Bürgerprojekt Bedrohte Art: Wo sind die Feldhamster geblieben?

Sollten Ihnen in diesen Wochen Menschen auffallen, die durch Felder und über Wiesen laufen, den Blick stur nach unten gerichtet, dann müssen Sie sich nicht wundern. Diese Menschen sind auf Hamster-Suche.
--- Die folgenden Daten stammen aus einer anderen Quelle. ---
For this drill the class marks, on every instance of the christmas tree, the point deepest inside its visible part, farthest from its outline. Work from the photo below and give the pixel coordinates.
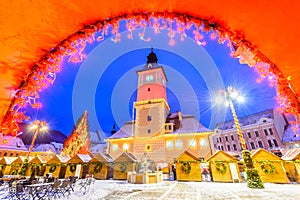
(79, 140)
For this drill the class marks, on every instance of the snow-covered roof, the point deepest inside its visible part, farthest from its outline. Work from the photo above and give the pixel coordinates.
(57, 145)
(189, 124)
(291, 135)
(8, 160)
(99, 148)
(124, 132)
(63, 159)
(97, 137)
(45, 147)
(247, 120)
(12, 143)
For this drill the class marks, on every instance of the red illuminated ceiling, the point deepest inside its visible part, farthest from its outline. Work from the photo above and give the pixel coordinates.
(29, 29)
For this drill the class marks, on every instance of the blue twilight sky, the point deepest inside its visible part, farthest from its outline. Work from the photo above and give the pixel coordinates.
(105, 83)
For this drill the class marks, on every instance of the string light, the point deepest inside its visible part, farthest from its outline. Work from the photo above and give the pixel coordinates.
(43, 73)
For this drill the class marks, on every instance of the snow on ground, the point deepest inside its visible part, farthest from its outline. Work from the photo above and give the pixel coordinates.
(168, 190)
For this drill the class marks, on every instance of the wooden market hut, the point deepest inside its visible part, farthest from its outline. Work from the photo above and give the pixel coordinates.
(17, 164)
(99, 166)
(269, 166)
(37, 163)
(124, 163)
(224, 167)
(57, 166)
(5, 162)
(188, 167)
(292, 165)
(78, 166)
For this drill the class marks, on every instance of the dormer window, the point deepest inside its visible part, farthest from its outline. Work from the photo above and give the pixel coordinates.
(149, 78)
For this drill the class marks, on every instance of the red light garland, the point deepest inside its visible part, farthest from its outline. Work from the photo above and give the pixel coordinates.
(44, 72)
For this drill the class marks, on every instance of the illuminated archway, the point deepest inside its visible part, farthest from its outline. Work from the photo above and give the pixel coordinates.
(44, 71)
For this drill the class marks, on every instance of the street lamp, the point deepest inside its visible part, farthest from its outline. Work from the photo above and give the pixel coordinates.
(37, 126)
(253, 179)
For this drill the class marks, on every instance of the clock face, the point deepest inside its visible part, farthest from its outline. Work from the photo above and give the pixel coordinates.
(149, 78)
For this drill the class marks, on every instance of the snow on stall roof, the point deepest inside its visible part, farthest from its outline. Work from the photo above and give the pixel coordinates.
(84, 157)
(99, 148)
(247, 120)
(291, 154)
(63, 159)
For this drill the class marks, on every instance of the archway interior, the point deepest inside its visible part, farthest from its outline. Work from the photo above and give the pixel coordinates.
(44, 72)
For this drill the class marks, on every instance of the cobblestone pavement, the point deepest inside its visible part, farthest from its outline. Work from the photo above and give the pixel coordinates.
(167, 190)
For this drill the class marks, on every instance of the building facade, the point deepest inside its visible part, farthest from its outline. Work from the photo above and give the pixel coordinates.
(261, 130)
(156, 131)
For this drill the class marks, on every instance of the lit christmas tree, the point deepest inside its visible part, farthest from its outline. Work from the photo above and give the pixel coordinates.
(79, 140)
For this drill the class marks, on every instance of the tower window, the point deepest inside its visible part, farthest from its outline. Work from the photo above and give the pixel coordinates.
(232, 138)
(178, 144)
(249, 135)
(169, 144)
(252, 145)
(125, 146)
(115, 147)
(148, 147)
(193, 143)
(228, 147)
(275, 143)
(270, 143)
(234, 147)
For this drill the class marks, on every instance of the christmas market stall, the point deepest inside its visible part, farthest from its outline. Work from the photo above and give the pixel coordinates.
(20, 165)
(188, 167)
(224, 167)
(292, 164)
(269, 166)
(5, 164)
(34, 167)
(99, 166)
(122, 164)
(57, 166)
(78, 166)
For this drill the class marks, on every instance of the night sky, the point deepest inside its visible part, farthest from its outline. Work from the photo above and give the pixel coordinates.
(105, 83)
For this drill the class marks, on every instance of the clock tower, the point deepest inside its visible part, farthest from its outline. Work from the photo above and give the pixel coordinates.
(151, 106)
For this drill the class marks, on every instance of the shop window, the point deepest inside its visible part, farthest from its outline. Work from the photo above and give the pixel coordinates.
(252, 145)
(234, 147)
(232, 137)
(178, 144)
(148, 147)
(115, 147)
(125, 146)
(249, 135)
(193, 143)
(275, 143)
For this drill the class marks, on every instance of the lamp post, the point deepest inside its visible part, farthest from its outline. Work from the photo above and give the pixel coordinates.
(37, 126)
(253, 179)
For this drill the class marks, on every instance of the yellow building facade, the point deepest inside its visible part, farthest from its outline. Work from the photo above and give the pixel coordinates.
(155, 131)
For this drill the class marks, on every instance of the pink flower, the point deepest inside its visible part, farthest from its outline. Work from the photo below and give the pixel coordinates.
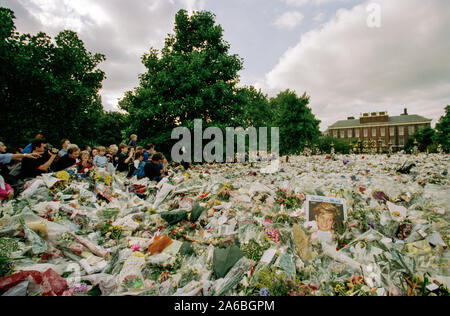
(135, 248)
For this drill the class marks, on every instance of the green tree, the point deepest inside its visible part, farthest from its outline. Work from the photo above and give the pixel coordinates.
(424, 139)
(296, 121)
(442, 136)
(47, 86)
(193, 77)
(256, 108)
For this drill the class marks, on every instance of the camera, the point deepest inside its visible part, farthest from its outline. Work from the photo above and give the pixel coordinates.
(50, 148)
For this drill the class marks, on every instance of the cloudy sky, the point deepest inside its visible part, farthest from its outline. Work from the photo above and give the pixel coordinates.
(324, 47)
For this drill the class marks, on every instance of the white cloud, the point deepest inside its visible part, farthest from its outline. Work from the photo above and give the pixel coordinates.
(289, 20)
(349, 68)
(300, 3)
(320, 17)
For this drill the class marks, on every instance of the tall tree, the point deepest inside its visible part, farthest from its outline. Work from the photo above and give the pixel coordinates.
(49, 87)
(296, 121)
(443, 131)
(193, 77)
(256, 108)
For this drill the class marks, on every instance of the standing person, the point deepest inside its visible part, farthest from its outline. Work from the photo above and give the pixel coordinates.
(94, 153)
(32, 168)
(110, 167)
(124, 158)
(100, 161)
(113, 150)
(133, 141)
(65, 143)
(154, 169)
(69, 159)
(84, 166)
(6, 191)
(149, 150)
(140, 169)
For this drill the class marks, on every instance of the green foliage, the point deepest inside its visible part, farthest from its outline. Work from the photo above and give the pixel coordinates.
(274, 281)
(47, 86)
(443, 131)
(297, 123)
(253, 250)
(257, 110)
(6, 266)
(193, 77)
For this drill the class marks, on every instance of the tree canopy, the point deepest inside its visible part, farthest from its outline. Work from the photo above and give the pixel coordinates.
(297, 123)
(443, 131)
(193, 77)
(47, 86)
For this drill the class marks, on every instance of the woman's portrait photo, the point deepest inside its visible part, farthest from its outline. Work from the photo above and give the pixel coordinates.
(324, 215)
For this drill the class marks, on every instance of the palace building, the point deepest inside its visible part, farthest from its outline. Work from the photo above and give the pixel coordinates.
(379, 126)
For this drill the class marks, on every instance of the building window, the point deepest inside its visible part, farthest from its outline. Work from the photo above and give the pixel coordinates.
(392, 140)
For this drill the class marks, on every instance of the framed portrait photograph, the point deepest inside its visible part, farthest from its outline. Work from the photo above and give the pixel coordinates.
(325, 214)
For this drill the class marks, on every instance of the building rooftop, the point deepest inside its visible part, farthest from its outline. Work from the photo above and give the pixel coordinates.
(392, 120)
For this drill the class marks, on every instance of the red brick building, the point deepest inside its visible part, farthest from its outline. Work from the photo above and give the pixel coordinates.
(381, 127)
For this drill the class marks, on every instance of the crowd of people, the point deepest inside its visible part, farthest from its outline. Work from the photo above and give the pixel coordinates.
(18, 166)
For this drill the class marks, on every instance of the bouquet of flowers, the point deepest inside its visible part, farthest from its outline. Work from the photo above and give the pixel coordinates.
(132, 282)
(289, 199)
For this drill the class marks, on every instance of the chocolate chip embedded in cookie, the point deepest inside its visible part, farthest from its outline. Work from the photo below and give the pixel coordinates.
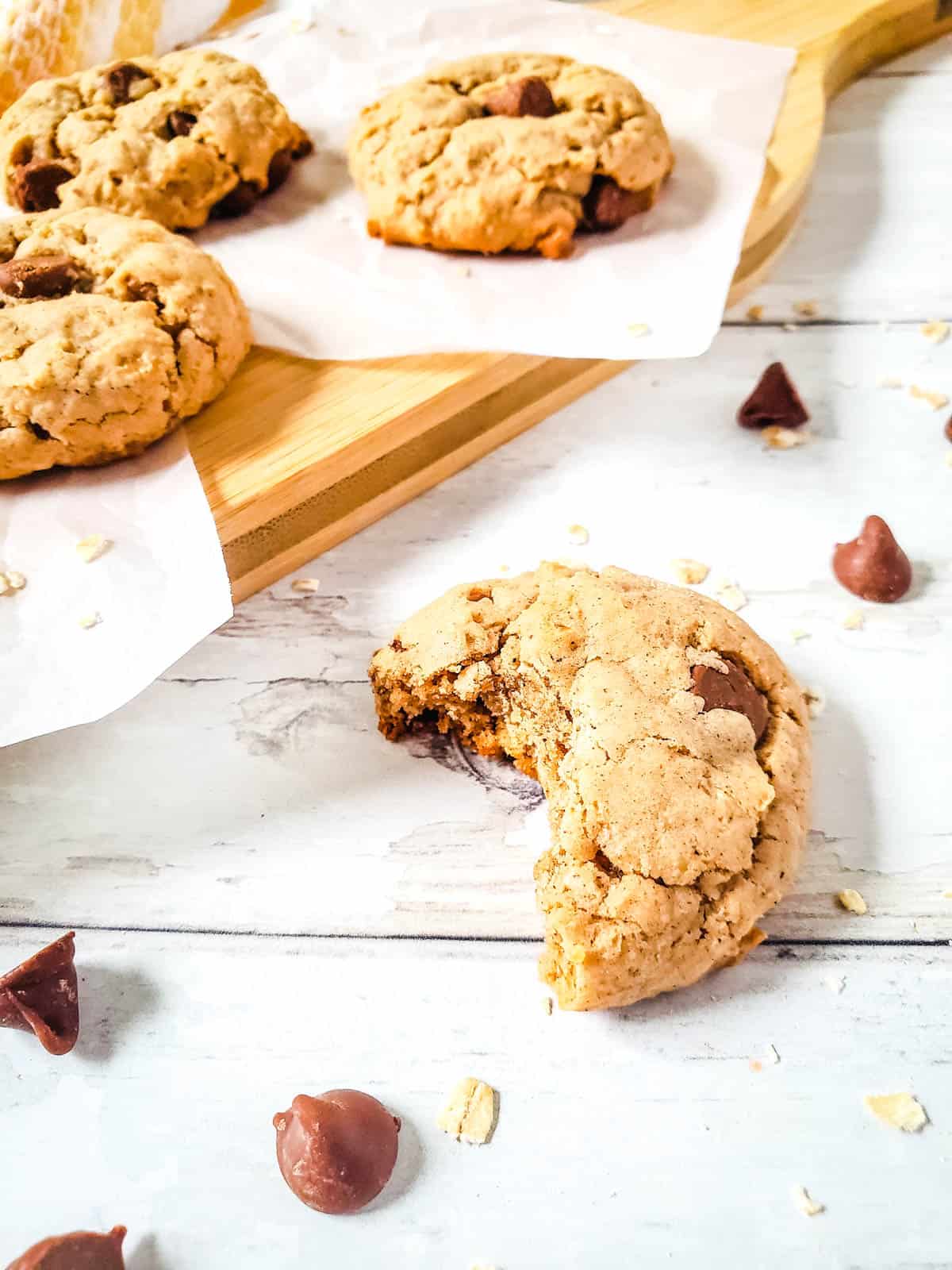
(508, 152)
(112, 330)
(674, 823)
(177, 139)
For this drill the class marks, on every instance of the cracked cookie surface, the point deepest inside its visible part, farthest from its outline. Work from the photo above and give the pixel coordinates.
(508, 152)
(177, 139)
(673, 827)
(112, 330)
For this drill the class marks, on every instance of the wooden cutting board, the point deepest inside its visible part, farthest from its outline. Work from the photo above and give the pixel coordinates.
(298, 455)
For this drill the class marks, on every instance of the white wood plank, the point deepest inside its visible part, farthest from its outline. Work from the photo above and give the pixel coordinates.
(638, 1137)
(249, 791)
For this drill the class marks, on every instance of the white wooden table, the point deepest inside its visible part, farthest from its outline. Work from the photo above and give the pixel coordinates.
(270, 899)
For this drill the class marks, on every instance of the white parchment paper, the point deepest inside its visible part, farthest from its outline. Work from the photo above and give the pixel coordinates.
(321, 287)
(158, 591)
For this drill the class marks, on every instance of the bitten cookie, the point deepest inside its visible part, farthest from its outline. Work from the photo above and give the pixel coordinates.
(508, 152)
(672, 746)
(177, 139)
(112, 330)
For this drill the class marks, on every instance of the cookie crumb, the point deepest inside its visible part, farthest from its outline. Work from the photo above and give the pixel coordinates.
(92, 548)
(689, 572)
(935, 400)
(816, 702)
(936, 332)
(785, 438)
(806, 1206)
(898, 1110)
(470, 1115)
(852, 901)
(730, 595)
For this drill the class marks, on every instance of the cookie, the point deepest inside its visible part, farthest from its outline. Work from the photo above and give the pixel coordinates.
(112, 330)
(672, 746)
(508, 152)
(177, 139)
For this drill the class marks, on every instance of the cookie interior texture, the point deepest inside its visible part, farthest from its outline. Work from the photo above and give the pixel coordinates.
(440, 169)
(672, 829)
(112, 330)
(177, 139)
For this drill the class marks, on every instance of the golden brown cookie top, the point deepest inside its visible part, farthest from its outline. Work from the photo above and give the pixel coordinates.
(177, 139)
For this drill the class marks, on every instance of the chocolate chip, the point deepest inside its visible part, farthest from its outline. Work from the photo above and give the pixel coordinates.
(118, 82)
(80, 1250)
(530, 95)
(181, 122)
(336, 1151)
(607, 205)
(36, 184)
(731, 691)
(238, 201)
(41, 996)
(774, 400)
(873, 565)
(35, 277)
(279, 168)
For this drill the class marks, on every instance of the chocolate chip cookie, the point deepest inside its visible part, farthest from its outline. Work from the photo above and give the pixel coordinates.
(508, 152)
(672, 746)
(112, 330)
(177, 139)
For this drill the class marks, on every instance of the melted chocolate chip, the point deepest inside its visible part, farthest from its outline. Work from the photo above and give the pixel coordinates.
(41, 996)
(873, 565)
(41, 277)
(731, 691)
(530, 95)
(607, 205)
(36, 184)
(118, 82)
(181, 122)
(774, 400)
(336, 1151)
(80, 1250)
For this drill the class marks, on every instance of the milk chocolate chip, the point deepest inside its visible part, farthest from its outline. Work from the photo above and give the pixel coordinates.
(118, 82)
(181, 122)
(873, 565)
(36, 184)
(528, 95)
(336, 1151)
(41, 996)
(607, 205)
(35, 277)
(774, 400)
(82, 1250)
(731, 691)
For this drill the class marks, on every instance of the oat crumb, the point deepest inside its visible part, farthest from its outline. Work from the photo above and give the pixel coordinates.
(898, 1110)
(689, 572)
(852, 901)
(92, 548)
(806, 1206)
(936, 400)
(936, 332)
(470, 1115)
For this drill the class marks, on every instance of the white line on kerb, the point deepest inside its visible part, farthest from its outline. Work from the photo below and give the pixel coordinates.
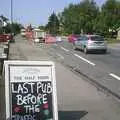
(115, 76)
(64, 49)
(91, 63)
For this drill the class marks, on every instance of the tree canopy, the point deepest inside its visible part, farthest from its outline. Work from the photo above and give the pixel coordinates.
(88, 17)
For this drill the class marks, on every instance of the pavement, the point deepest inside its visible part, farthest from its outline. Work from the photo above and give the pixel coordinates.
(77, 99)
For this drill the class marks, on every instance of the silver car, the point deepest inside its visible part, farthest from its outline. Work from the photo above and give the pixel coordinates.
(90, 43)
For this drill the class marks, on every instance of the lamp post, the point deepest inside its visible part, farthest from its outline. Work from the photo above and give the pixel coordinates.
(11, 16)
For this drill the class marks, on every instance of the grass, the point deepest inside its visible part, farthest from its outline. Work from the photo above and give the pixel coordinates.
(112, 41)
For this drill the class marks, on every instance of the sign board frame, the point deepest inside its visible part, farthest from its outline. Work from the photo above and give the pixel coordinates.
(9, 66)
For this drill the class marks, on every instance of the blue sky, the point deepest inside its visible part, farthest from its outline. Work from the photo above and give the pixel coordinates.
(35, 11)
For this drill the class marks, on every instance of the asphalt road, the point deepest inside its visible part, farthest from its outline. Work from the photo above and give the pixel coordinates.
(77, 99)
(104, 69)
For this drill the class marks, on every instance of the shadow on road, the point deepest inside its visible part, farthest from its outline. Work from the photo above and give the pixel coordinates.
(71, 115)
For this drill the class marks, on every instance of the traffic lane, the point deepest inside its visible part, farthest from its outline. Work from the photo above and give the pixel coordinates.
(109, 61)
(75, 94)
(96, 73)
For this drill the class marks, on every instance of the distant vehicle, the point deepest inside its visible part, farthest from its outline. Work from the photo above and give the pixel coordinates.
(89, 43)
(38, 35)
(72, 38)
(5, 37)
(58, 39)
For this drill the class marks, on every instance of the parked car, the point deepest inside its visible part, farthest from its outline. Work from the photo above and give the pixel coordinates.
(72, 38)
(90, 43)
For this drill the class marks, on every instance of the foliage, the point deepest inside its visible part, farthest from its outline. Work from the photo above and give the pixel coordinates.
(53, 24)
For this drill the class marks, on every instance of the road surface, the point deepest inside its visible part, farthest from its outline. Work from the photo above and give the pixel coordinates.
(77, 99)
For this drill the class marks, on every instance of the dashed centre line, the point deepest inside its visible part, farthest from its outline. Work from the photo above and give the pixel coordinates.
(64, 49)
(89, 62)
(114, 76)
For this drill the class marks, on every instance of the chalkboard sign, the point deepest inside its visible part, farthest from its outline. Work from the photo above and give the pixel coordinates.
(30, 90)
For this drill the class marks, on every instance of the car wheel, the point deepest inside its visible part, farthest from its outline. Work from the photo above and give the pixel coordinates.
(85, 50)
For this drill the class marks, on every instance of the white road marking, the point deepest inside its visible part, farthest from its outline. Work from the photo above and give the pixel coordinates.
(115, 76)
(64, 49)
(60, 56)
(91, 63)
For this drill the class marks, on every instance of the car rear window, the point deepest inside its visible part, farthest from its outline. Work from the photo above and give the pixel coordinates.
(97, 38)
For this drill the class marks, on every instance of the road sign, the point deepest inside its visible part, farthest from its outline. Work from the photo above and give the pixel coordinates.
(30, 90)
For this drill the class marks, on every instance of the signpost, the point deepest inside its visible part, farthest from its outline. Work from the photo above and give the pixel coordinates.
(30, 89)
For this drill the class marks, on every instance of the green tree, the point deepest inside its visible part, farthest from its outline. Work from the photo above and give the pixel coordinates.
(109, 18)
(53, 24)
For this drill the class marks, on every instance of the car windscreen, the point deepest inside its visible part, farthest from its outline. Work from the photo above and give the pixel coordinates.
(97, 38)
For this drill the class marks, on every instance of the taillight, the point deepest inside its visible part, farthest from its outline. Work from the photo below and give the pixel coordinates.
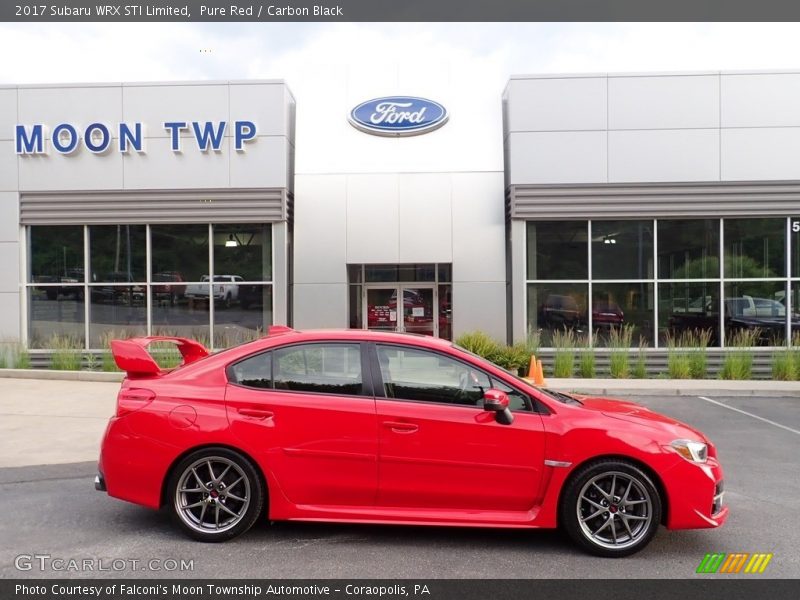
(131, 399)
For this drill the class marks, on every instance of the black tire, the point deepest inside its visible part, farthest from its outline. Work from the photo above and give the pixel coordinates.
(633, 507)
(226, 506)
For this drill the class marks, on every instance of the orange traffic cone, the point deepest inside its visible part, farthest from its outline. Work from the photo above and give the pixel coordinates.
(532, 368)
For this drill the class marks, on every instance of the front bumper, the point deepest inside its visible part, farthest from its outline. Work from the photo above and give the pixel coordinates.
(695, 495)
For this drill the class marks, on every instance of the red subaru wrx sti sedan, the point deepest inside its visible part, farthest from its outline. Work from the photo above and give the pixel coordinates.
(367, 427)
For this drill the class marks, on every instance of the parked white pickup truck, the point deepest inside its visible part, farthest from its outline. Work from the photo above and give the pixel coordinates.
(224, 288)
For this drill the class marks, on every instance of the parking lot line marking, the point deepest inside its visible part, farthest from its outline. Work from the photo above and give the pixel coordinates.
(744, 412)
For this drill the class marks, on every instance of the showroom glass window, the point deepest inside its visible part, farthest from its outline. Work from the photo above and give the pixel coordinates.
(56, 292)
(688, 259)
(89, 284)
(755, 285)
(667, 278)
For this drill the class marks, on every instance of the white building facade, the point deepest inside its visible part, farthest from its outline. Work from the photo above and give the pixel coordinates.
(665, 203)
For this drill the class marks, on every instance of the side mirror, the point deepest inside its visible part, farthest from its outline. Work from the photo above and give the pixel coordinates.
(496, 401)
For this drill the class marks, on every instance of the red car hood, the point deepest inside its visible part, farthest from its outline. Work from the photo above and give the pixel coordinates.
(636, 413)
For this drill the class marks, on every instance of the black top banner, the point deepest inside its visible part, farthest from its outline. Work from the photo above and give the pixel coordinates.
(399, 10)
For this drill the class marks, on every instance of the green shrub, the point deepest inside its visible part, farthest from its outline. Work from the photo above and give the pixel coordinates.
(564, 343)
(738, 362)
(783, 365)
(678, 363)
(619, 340)
(92, 362)
(66, 354)
(479, 343)
(107, 362)
(20, 357)
(687, 354)
(697, 341)
(640, 366)
(587, 365)
(517, 357)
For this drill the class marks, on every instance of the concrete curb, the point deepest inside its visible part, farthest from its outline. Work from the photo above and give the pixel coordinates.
(47, 375)
(676, 387)
(639, 387)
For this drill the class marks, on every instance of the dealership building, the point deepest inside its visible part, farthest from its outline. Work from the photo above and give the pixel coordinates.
(667, 203)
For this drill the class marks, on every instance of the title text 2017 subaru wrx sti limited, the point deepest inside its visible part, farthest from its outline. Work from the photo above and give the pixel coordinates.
(367, 427)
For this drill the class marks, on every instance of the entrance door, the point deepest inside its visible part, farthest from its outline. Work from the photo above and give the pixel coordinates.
(417, 313)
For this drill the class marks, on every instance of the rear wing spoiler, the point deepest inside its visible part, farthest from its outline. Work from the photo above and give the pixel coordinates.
(131, 355)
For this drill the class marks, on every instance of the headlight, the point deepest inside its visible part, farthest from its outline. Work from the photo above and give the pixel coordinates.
(691, 450)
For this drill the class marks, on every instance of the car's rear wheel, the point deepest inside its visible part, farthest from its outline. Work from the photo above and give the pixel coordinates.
(611, 508)
(215, 494)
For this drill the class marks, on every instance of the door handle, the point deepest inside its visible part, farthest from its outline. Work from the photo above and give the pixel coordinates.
(398, 427)
(256, 413)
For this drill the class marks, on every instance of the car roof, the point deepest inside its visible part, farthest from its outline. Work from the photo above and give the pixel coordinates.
(316, 335)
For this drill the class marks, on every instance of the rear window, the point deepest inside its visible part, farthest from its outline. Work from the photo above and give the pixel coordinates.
(312, 368)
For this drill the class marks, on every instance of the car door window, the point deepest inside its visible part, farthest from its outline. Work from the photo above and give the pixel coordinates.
(412, 374)
(319, 368)
(255, 371)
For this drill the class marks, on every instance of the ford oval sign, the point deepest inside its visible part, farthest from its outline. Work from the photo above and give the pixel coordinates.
(398, 116)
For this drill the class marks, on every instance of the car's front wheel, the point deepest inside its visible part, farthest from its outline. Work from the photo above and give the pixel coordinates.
(611, 508)
(215, 494)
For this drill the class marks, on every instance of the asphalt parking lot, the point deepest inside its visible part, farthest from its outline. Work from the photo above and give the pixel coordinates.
(54, 510)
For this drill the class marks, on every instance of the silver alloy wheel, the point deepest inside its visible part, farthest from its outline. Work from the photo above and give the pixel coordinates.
(212, 495)
(614, 510)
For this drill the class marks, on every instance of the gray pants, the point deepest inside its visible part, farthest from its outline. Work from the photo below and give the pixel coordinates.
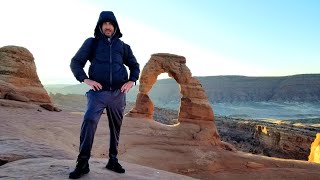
(114, 102)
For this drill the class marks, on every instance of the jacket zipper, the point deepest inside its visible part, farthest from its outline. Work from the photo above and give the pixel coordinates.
(110, 68)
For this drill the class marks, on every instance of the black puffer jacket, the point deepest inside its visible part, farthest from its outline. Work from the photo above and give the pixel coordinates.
(107, 58)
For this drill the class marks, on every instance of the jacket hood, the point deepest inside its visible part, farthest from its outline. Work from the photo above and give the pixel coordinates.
(107, 16)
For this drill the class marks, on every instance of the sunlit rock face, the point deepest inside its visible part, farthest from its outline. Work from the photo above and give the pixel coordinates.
(315, 150)
(19, 80)
(194, 102)
(194, 108)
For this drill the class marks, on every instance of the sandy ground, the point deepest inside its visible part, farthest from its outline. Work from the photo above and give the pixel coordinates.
(39, 144)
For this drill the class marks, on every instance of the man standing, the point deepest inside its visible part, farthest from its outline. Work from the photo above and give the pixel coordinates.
(108, 79)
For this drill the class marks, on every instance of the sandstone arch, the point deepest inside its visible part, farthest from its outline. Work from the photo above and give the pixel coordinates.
(194, 102)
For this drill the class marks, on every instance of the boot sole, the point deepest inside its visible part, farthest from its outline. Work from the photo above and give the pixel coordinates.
(86, 171)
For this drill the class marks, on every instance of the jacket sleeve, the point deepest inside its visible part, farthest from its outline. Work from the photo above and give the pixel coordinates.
(133, 65)
(80, 59)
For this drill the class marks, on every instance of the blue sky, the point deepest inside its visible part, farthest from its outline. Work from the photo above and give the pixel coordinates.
(225, 37)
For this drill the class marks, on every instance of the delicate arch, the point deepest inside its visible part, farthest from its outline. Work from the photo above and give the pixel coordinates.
(194, 102)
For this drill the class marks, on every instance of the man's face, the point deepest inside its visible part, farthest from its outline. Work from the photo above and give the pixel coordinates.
(107, 29)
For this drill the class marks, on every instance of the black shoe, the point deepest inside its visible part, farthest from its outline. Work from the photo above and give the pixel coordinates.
(116, 167)
(81, 169)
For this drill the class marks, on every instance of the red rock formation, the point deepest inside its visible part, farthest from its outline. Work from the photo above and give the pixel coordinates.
(194, 102)
(315, 150)
(195, 107)
(18, 77)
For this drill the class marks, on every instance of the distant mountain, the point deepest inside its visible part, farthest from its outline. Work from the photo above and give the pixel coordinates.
(228, 89)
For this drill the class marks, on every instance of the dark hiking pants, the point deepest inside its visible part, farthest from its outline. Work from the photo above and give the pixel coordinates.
(114, 102)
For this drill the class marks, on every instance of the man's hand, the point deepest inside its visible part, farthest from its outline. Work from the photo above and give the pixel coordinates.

Saskia Jerosch ist einer dieser Menschen. Sie ist sogar Hamsterprofi und koordiniert für die Deutsche Wildtierstiftung die Suche in Sachsen-Anhalt für das deutschlandweite Projekt Feldhamsterland. Jetzt ist Frühjahrskartierung, erklärt Jerosch, "das zieht sich noch den ganzen Mai über". Riesige Flächen werden von den Freiweilligen, den Bürgerwissenschaftlern, die die Vorkommen zählen, abgelaufen, mit wachem Blick auf den Boden. Doch die Funde sind sehr selten. Acht Feldhamsterbaue auf 23 Hektar am ersten Tag der Kartierung Anfang Mai. "Das zeigt die Situation", so Jerosch, "dass wir uns mit einer Art beschäftigen, die kurz vorm Aussterben ist."

Der Hamster braucht Flächen mit Lehm und Löss, in denen er gute Gänge bauen kann. Mehr Nahrung und Deckung wären auch hilfreich, zum Beispiel Blühstreifen statt kilometerweiter Monokulturen, oder wenn abgeerntete Getreidefelder nicht gleich wieder umgepflügt oder bepflanzt werden, sondern eine Weile brachliegen.

Jerosch wünscht sich, dass es ein besseres Verständnis für Ökologie und Ökonomie gibt, "dass es nicht schrecklich ist, wenn man einen Hamster auf dem Acker hat, sondern dass man sich darüber freuen könnte". Denn der Hamster, so Jerosch, ist auch eine sogenannte Zeigerart, also eine Art, die dort, wo sie vorkommt, auf besondere Umweltbedingungen hinweist. Und in diesem Fall auf "eine sehr vielfältige Agrarkulturlandschaft".